Hawthorne

An 'Exmoor Ponies in Conservation' project

Silver Birch

Birch, common name for a family of woody trees or shrubs that produce abundant, tiny male and female flowers in separate dense clusters. The family (see Beech) is widely distributed in temperate and Arctic regions of the northern hemisphere, and is also found on some tropical mountains. The family contains six genera and about 150 species. Trees of the Birch genus produce close-grained wood of uniform texture that is used in making furniture, flooring, plywood, and veneers. The trees have thin bark that often peels horizontally. Birch beer, once a popular drink in North America, is derived from the sap. The bark of paper birch was used by Native Americans to build canoes. The bark was also used as writing materials in the Himalaya, and as food during famine in eastern Asia. Oils and dyes can be made from birches. Several species are useful ornamentals-for example, the silver birch, which has many horticultural varieties. The genus Corylus is the source of hazelnuts and filberts, which have been used as food since ancient times. The family also contains alder, hornbeam, and hop hornbeam, among others.

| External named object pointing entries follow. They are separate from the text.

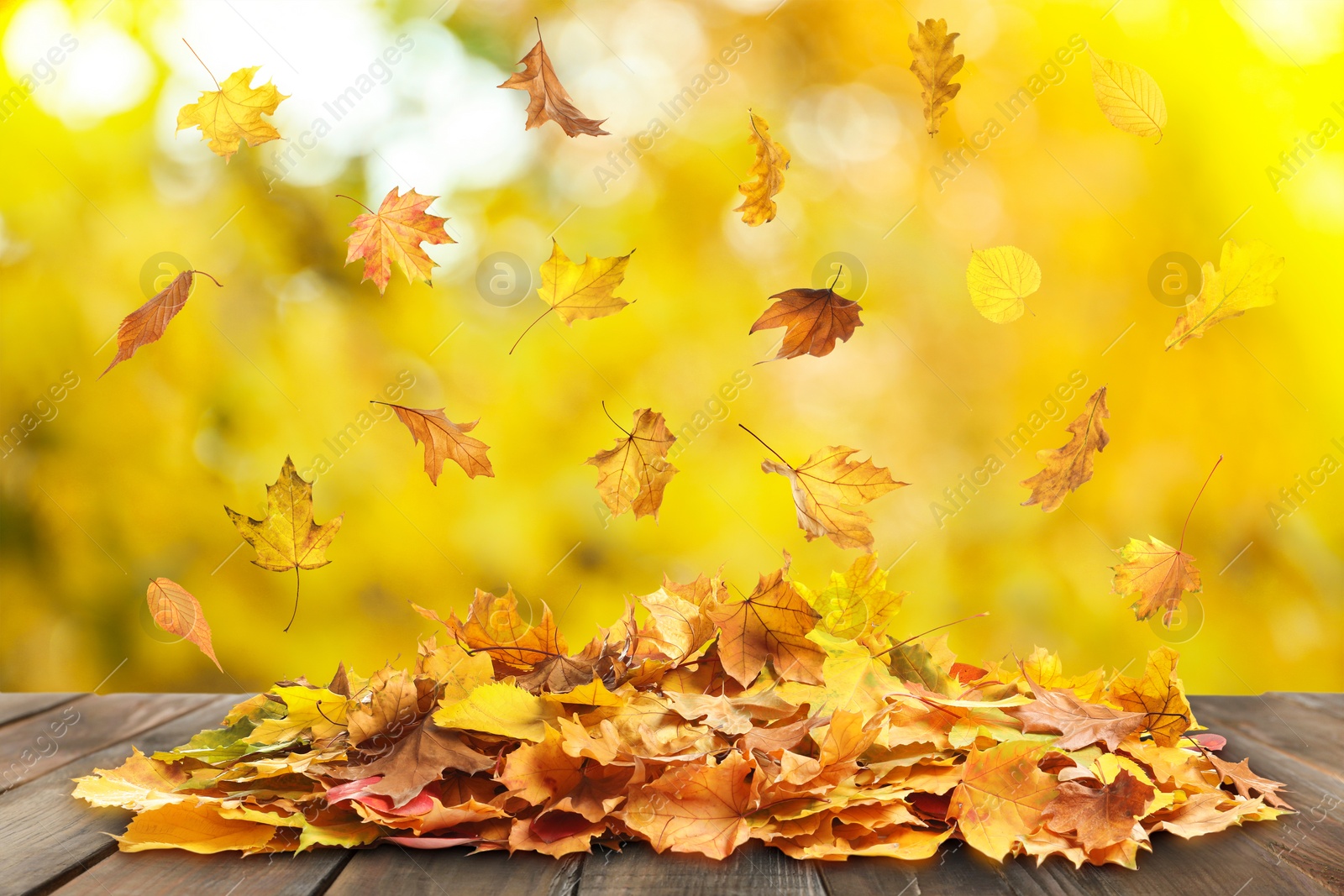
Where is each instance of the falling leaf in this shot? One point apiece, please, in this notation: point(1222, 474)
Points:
point(176, 611)
point(815, 320)
point(580, 291)
point(772, 160)
point(1129, 97)
point(396, 233)
point(444, 441)
point(234, 113)
point(633, 474)
point(934, 67)
point(827, 486)
point(1245, 280)
point(288, 537)
point(1068, 466)
point(548, 100)
point(999, 280)
point(147, 324)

Most are shrubs or short-lived trees that are too small when mature or are otherwise unsuitable as a source of useful timber.

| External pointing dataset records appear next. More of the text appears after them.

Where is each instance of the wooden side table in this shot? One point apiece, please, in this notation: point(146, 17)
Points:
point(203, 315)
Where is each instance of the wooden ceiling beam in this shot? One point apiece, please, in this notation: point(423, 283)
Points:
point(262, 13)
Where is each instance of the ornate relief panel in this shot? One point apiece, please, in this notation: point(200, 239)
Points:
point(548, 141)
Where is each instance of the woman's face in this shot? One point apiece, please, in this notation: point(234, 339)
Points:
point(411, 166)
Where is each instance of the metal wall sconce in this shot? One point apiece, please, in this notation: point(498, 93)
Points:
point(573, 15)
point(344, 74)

Members of the birch family exhibit several adaptations to fertilization by wind pollination, which is common throughout the group. Separate clusters of male and female flowers are produced on the same plant, developing in the autumn and maturing in the early spring. Sepals and petals are very small or entirely absent, exposing the pollen-bearing stamens and pollen-collecting pistils to the wind. Enormous quantities of small, easily wind-dispersed pollen grains are shed in the spring by male flowers. The female flowers, however, are not fully mature when the pollen is shed; the styles and pollen-receiving stigmas have formed, but the ovules, which must be fertilized to mature into seeds, have not formed. The pollen remains lodged in the tissue of the styles for several weeks while the ovules mature. Fertilization and seed production follow this process.

Scientific classification: Birches make up the family Betulaceae, of the order Fagales. The silver birch is classified as Betula pendula, the paper birch as Betula papyrifera, and the sweet birch as Betula lenta. The hazelnut and filbert are classified in the genus Corylus. Alders are classified in the genus Alnus.